The Gaza and Iran wars are not the only theatres where AI-driven military technologies are shaping Israel’s strategy. Israeli defence firms and military research units have long been at the forefront of AI-enabled surveillance, drone systems, and autonomous weapons. Technologies developed in counterinsurgency operations often migrate into broader military doctrine, and eventually into global arms markets. For decades, Israel’s security environment has served as a laboratory for new technologies, from missile defence systems to cyberwarfare tools. AI appears to be the latest frontier.
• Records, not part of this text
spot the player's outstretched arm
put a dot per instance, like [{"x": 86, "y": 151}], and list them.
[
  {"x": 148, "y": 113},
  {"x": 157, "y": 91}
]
The implications, of course, extend far beyond the Middle East. If algorithmic warfare proves operationally effective, other militaries will likely follow. The result could be an accelerating global race to automate the battlefield. Already, analysts warn that AI could lower the threshold for war. When machines generate thousands of targets quickly, the political and psychological barriers to launching strikes may erode. War not only becomes faster but easier to sustain. In Gaza, the human consequences of that transformation are already visible in the scale of destruction and loss of life.
While debates about military necessity and legality continue, one fact is clear: artificial intelligence is no longer a distant future in warfare. It is present, operational, and shaping decisions about life and death. The deeper question is not whether AI will be used in war; it already is. The real question is whether political institutions, legal frameworks, and ethical norms can evolve quickly enough to govern it. If they cannot, the Gaza and Iran conflicts may be remembered not only for their devastation but also as the moment when the algorithm truly entered the battlefield.
John Dobson is a former British diplomat, who also worked in UK Prime Minister John Major’s office between 1995 and 1998. He is currently a visiting fellow at the University of Plymouth.